Non si vede nella prossima generazione di giocatori un altro terzetto così eccellente, un terzetto che ha tolto più volte le castagne dal fuoco risultando decisivo per il successo statunitense: certo, ci sono campioni pronti a raccoglierne il testimone come Edwards, Holmgren, Maxey, Banchero, ma l’utilizzo minimo di Tatum (un altro dei principali candidati a succedere ai tre come leader del gruppo), l’uso da "semplice" specialista di Booker a Parigi e i continui problemi fuori dal campo di Ja Morant e Zion Williamson non lasciano alcuna certezza sulla costruzione di gruppi ugualmente corazzati per i prossimi anni. L’egemonia è a rischio. La globalizzazione cestistica sembra ormai inarrestabile.

Nelle ultime sei stagioni, il titolo di mvp del campionato NBA è stato assegnato a un giocatori nato fuori dai confini degli States: due volte il greco Giannis Antetokounmpo, tre volte il serbo Nikola Jokić, una volta il camerunense Joel Embiid, e alla fine gli americani lo ganno naturalizzato, approfittando della mancata qualificazione ai Giochi della nazionale africana. I leader extra-USA del campionato non finiti qui.
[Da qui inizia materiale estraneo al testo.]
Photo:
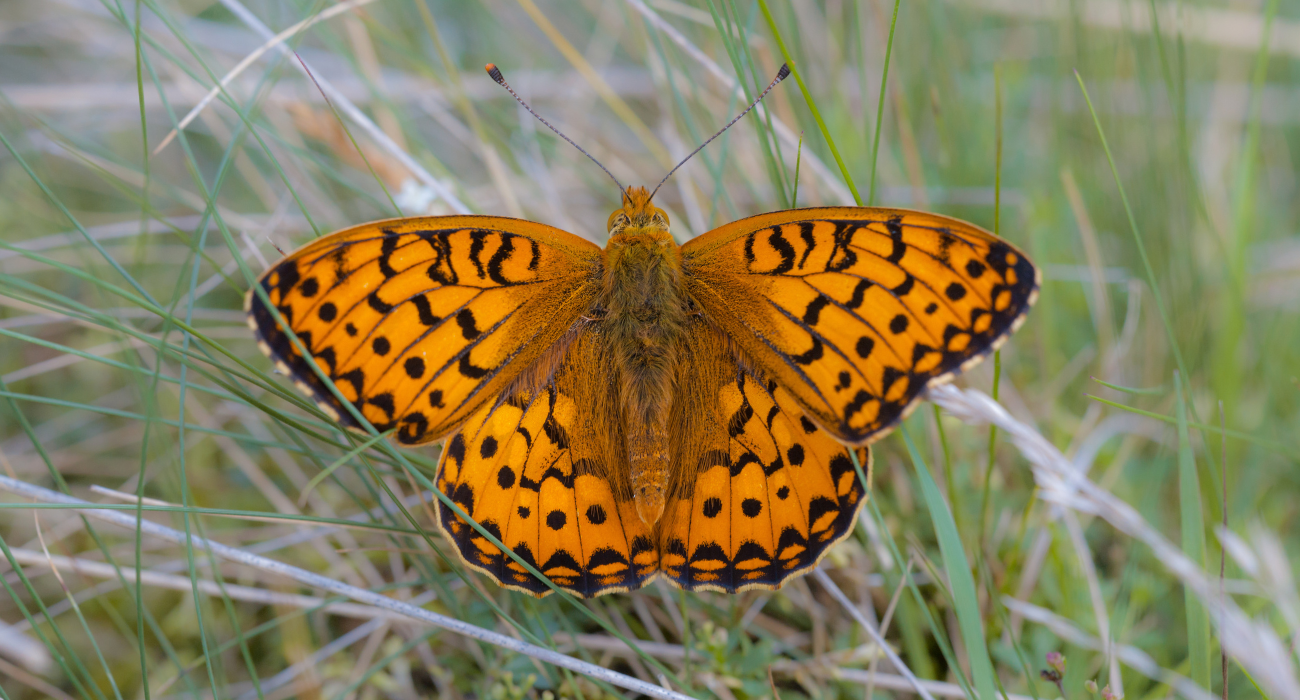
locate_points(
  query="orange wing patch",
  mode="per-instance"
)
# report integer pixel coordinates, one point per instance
(419, 322)
(759, 492)
(541, 474)
(856, 311)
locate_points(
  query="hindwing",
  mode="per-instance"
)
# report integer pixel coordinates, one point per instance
(544, 471)
(759, 492)
(856, 310)
(417, 322)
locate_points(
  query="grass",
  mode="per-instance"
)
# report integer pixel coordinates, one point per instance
(1147, 164)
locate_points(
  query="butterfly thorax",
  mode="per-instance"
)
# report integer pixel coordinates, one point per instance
(645, 315)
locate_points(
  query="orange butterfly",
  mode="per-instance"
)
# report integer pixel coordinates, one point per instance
(648, 409)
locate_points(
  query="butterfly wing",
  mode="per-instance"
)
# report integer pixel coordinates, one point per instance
(759, 492)
(420, 320)
(545, 471)
(857, 310)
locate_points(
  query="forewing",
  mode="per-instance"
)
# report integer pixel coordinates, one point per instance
(542, 472)
(759, 492)
(857, 310)
(417, 322)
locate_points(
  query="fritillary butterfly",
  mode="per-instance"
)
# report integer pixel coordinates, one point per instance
(644, 409)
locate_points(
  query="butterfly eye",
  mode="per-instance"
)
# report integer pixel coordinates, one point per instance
(618, 221)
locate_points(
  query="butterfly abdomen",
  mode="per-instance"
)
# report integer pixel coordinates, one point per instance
(645, 319)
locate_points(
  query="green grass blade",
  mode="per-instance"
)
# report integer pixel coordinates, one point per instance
(960, 579)
(1192, 519)
(811, 103)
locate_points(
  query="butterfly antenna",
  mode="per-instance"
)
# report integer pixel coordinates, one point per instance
(501, 80)
(780, 76)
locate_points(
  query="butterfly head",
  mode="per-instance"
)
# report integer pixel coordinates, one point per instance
(637, 212)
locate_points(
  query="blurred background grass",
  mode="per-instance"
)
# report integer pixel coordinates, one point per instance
(125, 363)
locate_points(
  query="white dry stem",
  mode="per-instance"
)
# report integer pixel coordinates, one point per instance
(248, 60)
(360, 595)
(155, 579)
(1255, 646)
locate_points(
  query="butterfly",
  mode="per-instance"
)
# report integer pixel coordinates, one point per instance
(646, 409)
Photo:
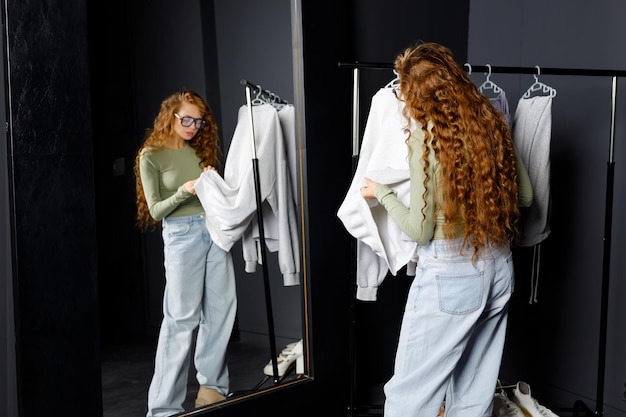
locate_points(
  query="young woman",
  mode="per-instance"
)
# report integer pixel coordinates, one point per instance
(200, 283)
(463, 212)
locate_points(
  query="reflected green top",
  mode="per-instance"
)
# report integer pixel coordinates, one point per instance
(163, 173)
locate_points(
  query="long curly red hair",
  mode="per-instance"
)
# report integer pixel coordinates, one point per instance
(206, 144)
(471, 141)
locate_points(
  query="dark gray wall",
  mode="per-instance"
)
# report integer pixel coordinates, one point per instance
(52, 249)
(554, 344)
(8, 386)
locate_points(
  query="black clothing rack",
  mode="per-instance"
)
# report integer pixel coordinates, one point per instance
(271, 98)
(608, 208)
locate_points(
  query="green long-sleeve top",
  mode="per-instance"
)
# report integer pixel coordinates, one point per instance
(163, 173)
(424, 226)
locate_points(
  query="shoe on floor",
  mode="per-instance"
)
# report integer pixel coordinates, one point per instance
(208, 396)
(530, 406)
(504, 407)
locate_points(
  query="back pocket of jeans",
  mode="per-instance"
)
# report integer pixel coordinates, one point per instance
(460, 294)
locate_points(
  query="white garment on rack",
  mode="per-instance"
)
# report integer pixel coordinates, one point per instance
(532, 133)
(230, 202)
(381, 246)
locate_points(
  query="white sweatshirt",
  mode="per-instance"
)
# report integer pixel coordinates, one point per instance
(381, 246)
(532, 132)
(230, 202)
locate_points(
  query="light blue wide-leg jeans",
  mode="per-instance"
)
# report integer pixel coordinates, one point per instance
(452, 333)
(199, 292)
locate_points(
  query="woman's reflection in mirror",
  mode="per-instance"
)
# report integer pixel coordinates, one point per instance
(200, 281)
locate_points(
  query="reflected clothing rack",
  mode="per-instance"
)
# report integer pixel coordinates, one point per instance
(271, 98)
(579, 405)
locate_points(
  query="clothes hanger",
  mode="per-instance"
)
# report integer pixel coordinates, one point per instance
(258, 100)
(393, 83)
(488, 84)
(539, 87)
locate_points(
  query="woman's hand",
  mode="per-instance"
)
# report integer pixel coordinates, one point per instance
(189, 186)
(367, 191)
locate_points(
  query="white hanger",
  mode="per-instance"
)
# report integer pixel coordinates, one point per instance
(393, 83)
(538, 86)
(488, 84)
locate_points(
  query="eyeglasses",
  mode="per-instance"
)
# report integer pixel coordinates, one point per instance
(187, 121)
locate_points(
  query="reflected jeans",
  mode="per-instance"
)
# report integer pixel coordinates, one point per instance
(199, 293)
(452, 333)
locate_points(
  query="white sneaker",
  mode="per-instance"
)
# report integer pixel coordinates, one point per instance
(504, 407)
(530, 406)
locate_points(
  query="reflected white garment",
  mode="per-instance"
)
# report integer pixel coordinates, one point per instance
(230, 202)
(532, 133)
(381, 246)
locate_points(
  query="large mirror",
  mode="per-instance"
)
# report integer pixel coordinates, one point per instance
(210, 47)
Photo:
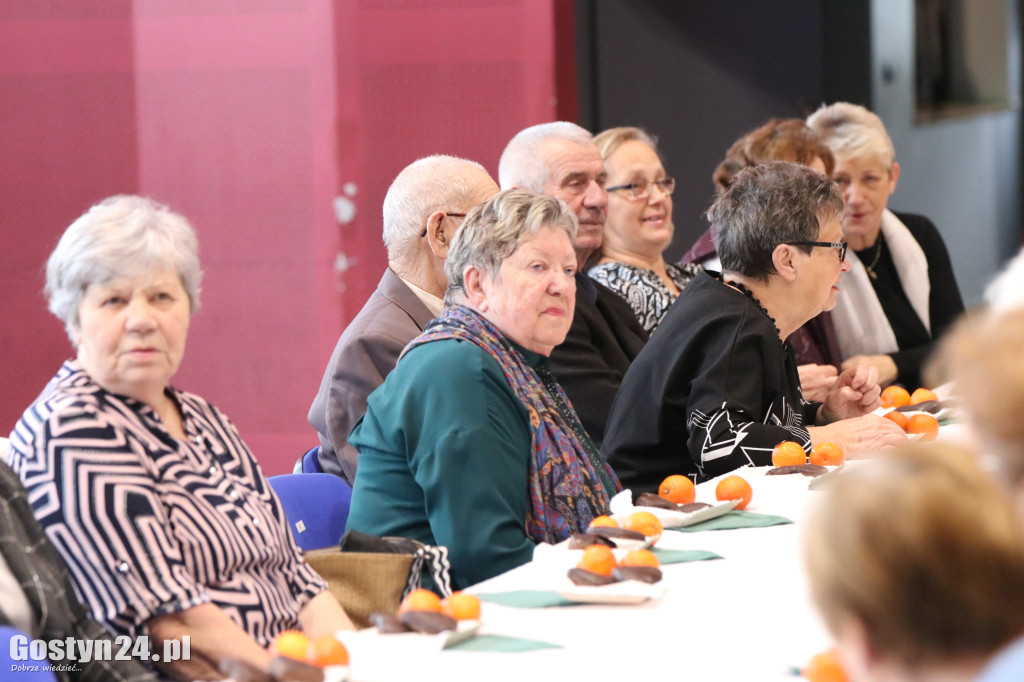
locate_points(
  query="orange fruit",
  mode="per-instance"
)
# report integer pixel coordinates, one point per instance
(644, 522)
(894, 396)
(291, 644)
(326, 650)
(824, 667)
(462, 606)
(923, 394)
(640, 558)
(597, 559)
(925, 424)
(827, 455)
(734, 487)
(788, 454)
(420, 600)
(898, 417)
(678, 488)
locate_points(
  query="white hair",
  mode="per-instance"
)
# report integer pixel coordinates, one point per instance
(433, 183)
(1007, 291)
(853, 132)
(120, 237)
(521, 164)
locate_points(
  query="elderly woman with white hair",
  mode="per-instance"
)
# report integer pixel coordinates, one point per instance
(900, 294)
(166, 522)
(470, 442)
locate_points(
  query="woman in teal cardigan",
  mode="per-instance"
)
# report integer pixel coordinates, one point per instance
(470, 442)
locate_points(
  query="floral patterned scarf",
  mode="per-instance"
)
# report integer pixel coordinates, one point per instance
(569, 482)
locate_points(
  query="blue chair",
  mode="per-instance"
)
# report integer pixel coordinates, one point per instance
(30, 671)
(308, 463)
(315, 506)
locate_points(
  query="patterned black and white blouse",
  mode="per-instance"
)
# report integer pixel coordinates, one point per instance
(642, 289)
(150, 524)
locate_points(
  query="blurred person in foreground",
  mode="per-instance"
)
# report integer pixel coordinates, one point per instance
(150, 495)
(915, 561)
(717, 387)
(470, 442)
(814, 344)
(900, 294)
(560, 160)
(423, 209)
(639, 226)
(984, 356)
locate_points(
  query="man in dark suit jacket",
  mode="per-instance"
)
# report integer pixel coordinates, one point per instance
(46, 606)
(423, 209)
(560, 159)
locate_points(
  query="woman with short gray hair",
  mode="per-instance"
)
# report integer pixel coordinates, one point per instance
(470, 442)
(717, 387)
(166, 522)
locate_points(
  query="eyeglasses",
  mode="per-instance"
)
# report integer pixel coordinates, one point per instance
(641, 188)
(451, 215)
(842, 246)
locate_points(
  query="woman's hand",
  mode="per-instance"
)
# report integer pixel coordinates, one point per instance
(815, 380)
(885, 365)
(860, 436)
(214, 637)
(855, 392)
(324, 615)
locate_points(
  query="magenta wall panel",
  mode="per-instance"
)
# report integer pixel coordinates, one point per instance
(275, 126)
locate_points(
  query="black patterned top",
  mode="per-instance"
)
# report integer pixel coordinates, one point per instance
(642, 289)
(150, 524)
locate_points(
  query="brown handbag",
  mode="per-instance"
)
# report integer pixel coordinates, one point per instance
(363, 583)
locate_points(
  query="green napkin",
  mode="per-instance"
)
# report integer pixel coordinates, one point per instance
(679, 556)
(527, 598)
(736, 519)
(502, 643)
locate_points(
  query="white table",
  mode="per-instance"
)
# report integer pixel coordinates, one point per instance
(743, 617)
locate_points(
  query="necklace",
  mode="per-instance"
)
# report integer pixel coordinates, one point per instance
(750, 294)
(875, 261)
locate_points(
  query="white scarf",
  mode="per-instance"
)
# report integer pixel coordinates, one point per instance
(861, 326)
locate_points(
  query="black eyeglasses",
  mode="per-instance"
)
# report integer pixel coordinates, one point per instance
(641, 188)
(451, 215)
(842, 246)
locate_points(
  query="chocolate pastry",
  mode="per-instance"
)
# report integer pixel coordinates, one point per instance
(243, 672)
(806, 469)
(648, 574)
(615, 534)
(584, 540)
(429, 623)
(387, 624)
(656, 501)
(290, 670)
(589, 578)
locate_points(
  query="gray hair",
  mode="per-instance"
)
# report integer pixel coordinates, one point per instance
(432, 183)
(768, 205)
(523, 166)
(853, 132)
(609, 140)
(497, 227)
(120, 237)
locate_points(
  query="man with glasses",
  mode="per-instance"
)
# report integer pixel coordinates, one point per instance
(423, 209)
(717, 387)
(560, 159)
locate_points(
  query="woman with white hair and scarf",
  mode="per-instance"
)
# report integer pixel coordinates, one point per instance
(900, 294)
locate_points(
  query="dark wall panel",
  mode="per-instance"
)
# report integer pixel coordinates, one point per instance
(698, 75)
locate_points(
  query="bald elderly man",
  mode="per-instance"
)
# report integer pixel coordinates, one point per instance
(423, 209)
(560, 159)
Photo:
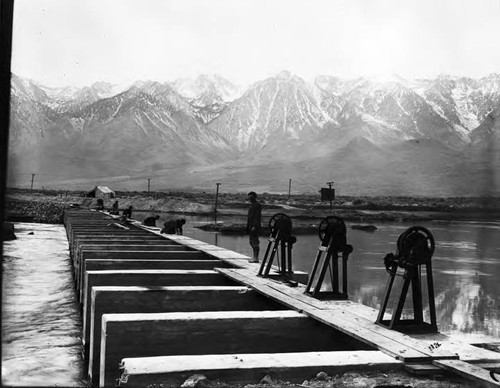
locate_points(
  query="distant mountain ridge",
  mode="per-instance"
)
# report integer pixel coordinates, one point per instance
(204, 129)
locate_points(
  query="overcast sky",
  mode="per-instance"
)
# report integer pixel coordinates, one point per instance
(77, 42)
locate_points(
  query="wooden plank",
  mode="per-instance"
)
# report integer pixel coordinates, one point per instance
(169, 255)
(117, 264)
(146, 278)
(106, 300)
(240, 369)
(207, 333)
(381, 338)
(475, 373)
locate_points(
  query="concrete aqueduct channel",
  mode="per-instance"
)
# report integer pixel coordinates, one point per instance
(159, 308)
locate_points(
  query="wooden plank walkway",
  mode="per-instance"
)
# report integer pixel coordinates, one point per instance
(357, 321)
(95, 241)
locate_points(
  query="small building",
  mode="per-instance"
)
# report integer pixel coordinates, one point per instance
(327, 194)
(101, 192)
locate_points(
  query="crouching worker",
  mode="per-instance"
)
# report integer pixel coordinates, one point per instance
(127, 213)
(150, 221)
(173, 226)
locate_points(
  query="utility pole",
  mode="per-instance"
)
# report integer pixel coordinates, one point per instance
(330, 194)
(216, 200)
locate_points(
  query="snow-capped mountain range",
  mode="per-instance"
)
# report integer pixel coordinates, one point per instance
(396, 136)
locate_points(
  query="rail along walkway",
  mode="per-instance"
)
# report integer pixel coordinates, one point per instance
(159, 308)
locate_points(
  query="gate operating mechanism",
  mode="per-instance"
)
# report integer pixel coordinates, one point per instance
(333, 236)
(415, 247)
(281, 237)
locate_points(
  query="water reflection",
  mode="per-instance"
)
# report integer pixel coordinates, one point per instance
(41, 324)
(466, 265)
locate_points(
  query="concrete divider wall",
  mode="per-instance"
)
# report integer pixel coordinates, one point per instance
(229, 332)
(106, 300)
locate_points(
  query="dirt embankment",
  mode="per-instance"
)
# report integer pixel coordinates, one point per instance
(306, 210)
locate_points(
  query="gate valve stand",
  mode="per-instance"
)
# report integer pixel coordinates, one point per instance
(415, 248)
(280, 226)
(333, 236)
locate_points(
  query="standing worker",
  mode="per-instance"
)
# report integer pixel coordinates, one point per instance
(114, 209)
(173, 226)
(253, 225)
(127, 213)
(151, 221)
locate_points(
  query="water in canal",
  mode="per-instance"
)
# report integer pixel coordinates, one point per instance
(41, 323)
(466, 269)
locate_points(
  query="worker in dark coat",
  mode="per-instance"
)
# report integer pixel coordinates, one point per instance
(173, 226)
(150, 221)
(127, 213)
(114, 208)
(254, 225)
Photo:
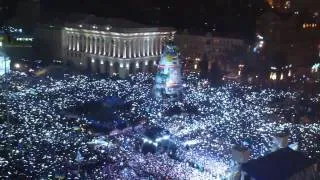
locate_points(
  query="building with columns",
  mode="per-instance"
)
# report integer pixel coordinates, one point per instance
(113, 46)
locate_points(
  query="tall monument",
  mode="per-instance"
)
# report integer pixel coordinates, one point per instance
(168, 79)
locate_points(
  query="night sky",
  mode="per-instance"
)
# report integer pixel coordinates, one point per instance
(235, 17)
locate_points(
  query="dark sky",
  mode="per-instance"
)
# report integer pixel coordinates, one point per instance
(225, 16)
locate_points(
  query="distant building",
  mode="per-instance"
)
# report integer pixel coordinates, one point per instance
(111, 46)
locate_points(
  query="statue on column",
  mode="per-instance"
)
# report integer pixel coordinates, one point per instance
(168, 79)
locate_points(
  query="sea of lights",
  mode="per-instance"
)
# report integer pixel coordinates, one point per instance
(39, 141)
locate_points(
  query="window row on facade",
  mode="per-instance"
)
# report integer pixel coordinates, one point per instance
(117, 47)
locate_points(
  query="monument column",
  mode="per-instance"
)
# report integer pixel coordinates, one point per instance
(95, 45)
(86, 40)
(104, 46)
(124, 55)
(109, 46)
(91, 45)
(78, 42)
(119, 48)
(114, 47)
(130, 48)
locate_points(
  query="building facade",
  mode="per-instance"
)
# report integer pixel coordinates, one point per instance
(112, 50)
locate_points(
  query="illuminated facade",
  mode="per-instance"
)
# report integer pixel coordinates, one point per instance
(113, 50)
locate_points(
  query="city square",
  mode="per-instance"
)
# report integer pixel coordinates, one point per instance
(40, 140)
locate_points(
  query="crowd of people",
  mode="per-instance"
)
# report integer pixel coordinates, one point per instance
(37, 140)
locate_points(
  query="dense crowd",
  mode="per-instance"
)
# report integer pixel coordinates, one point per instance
(38, 140)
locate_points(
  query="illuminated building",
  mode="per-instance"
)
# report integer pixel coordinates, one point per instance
(115, 46)
(105, 45)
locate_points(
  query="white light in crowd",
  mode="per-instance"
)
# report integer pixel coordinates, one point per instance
(281, 76)
(17, 66)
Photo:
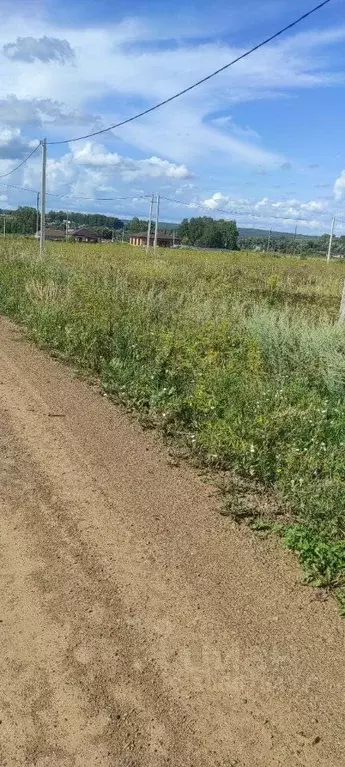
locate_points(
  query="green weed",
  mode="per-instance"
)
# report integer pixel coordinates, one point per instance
(237, 356)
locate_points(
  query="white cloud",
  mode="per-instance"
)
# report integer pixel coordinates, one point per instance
(46, 49)
(37, 113)
(339, 186)
(107, 67)
(307, 214)
(95, 155)
(13, 145)
(228, 124)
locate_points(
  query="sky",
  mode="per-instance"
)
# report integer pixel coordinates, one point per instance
(262, 142)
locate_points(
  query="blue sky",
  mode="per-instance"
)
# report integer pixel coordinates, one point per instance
(262, 141)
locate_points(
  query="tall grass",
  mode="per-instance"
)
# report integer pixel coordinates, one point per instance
(237, 355)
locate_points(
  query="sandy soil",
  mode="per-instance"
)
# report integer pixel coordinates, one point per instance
(138, 627)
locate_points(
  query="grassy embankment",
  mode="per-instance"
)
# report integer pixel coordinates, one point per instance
(238, 355)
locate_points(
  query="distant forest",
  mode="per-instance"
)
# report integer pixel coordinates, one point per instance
(196, 232)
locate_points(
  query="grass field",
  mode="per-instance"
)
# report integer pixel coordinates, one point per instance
(237, 356)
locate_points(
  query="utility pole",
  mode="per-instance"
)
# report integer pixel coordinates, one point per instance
(37, 212)
(67, 222)
(149, 224)
(157, 223)
(43, 195)
(330, 241)
(269, 240)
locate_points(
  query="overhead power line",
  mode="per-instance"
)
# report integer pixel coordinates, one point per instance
(199, 82)
(22, 163)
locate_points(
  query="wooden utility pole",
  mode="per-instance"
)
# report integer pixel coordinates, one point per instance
(342, 307)
(149, 224)
(157, 223)
(43, 196)
(37, 212)
(331, 240)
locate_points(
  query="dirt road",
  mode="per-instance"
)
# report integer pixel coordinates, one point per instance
(138, 627)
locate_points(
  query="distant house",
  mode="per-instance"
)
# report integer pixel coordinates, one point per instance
(163, 240)
(53, 234)
(85, 235)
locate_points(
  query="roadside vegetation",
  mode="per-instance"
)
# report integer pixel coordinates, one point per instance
(237, 356)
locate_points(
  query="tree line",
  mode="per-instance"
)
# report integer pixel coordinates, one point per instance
(202, 231)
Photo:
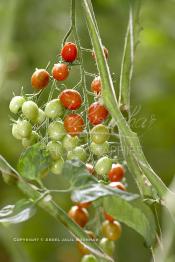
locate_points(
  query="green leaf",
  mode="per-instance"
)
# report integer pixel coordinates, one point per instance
(6, 168)
(60, 215)
(134, 214)
(131, 147)
(76, 173)
(20, 212)
(34, 162)
(85, 187)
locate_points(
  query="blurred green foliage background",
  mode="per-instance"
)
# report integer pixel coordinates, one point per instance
(31, 35)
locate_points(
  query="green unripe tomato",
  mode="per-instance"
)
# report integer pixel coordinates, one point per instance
(89, 258)
(54, 109)
(70, 142)
(108, 246)
(77, 153)
(99, 134)
(16, 104)
(24, 128)
(55, 149)
(103, 166)
(30, 110)
(15, 132)
(56, 130)
(57, 166)
(41, 116)
(9, 179)
(33, 139)
(99, 149)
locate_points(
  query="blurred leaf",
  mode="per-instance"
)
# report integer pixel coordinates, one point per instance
(85, 187)
(76, 173)
(134, 214)
(34, 162)
(20, 212)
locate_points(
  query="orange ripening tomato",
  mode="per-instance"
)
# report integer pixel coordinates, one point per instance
(79, 215)
(116, 173)
(97, 113)
(69, 52)
(70, 99)
(73, 124)
(84, 250)
(118, 185)
(40, 79)
(108, 217)
(60, 71)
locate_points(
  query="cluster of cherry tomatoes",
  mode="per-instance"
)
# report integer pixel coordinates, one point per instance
(62, 138)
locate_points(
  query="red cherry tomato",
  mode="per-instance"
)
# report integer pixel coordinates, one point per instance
(79, 215)
(108, 217)
(69, 52)
(40, 79)
(116, 173)
(97, 113)
(60, 71)
(111, 230)
(105, 52)
(73, 124)
(71, 99)
(118, 185)
(96, 85)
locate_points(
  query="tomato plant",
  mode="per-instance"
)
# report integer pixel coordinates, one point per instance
(111, 230)
(96, 85)
(69, 52)
(71, 99)
(74, 124)
(116, 173)
(97, 113)
(40, 79)
(81, 147)
(60, 71)
(79, 215)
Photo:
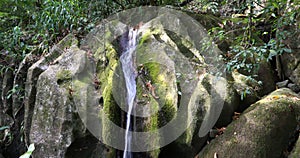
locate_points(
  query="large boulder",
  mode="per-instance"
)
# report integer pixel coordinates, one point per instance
(263, 130)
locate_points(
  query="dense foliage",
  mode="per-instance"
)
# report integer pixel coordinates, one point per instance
(249, 31)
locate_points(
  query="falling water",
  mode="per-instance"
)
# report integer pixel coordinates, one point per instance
(129, 75)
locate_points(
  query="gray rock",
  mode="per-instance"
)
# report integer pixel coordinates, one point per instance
(263, 130)
(282, 84)
(33, 74)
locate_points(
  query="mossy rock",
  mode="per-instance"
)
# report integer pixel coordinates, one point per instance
(296, 151)
(263, 130)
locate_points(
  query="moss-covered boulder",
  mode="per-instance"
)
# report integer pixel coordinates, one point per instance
(263, 130)
(296, 151)
(56, 127)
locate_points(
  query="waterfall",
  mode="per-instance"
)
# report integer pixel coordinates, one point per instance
(129, 75)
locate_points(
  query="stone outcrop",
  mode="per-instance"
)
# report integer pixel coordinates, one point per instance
(263, 130)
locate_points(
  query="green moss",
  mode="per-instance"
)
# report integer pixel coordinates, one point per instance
(63, 78)
(147, 35)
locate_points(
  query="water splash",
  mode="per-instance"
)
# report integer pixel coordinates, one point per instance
(129, 75)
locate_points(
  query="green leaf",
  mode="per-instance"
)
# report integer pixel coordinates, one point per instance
(3, 128)
(287, 50)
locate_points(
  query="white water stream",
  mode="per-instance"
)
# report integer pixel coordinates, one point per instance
(129, 75)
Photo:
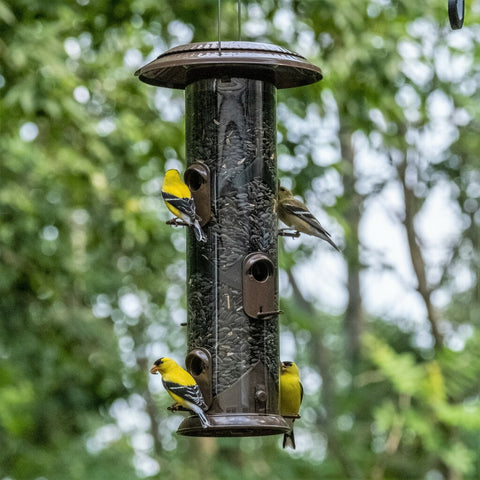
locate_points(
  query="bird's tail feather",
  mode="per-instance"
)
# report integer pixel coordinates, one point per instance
(289, 440)
(327, 238)
(203, 418)
(199, 235)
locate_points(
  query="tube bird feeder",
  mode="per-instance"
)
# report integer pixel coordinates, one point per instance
(232, 279)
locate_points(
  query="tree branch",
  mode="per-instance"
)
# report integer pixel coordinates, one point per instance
(418, 262)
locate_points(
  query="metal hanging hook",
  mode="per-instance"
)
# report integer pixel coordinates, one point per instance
(219, 28)
(239, 20)
(456, 13)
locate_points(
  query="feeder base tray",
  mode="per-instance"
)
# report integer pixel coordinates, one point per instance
(235, 425)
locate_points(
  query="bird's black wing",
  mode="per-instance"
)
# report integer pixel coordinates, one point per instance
(185, 205)
(191, 393)
(304, 214)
Il nuovo che avanza è rappresentato dallo sloveno Luka Dončić, dal canadese Shai Gilgeous-Alexander fino ad arrivare alla next big thing, il francese delle meraviglie Victor Wembanyama.

C’è sempre stato un interrogativo nell’aria intorno allo storico Team USA 1992: cosa sarebbe successo se avesse dovuto sfidare una selezione della ex Jugoslavia, all’epoca da poco disgregata: come se la sarebbero cavata di fronte a Petrović e Divac, Kukoc e Djordjevic, Radja e Danilović. Oltre trent’anni dopo, con tanta acqua passata sotto i ponti nel frattempo, potremmo essere vicini più che mai a quello scenario, tanto impensabile nello scorso secolo quanto prossimo alla realtà attuale.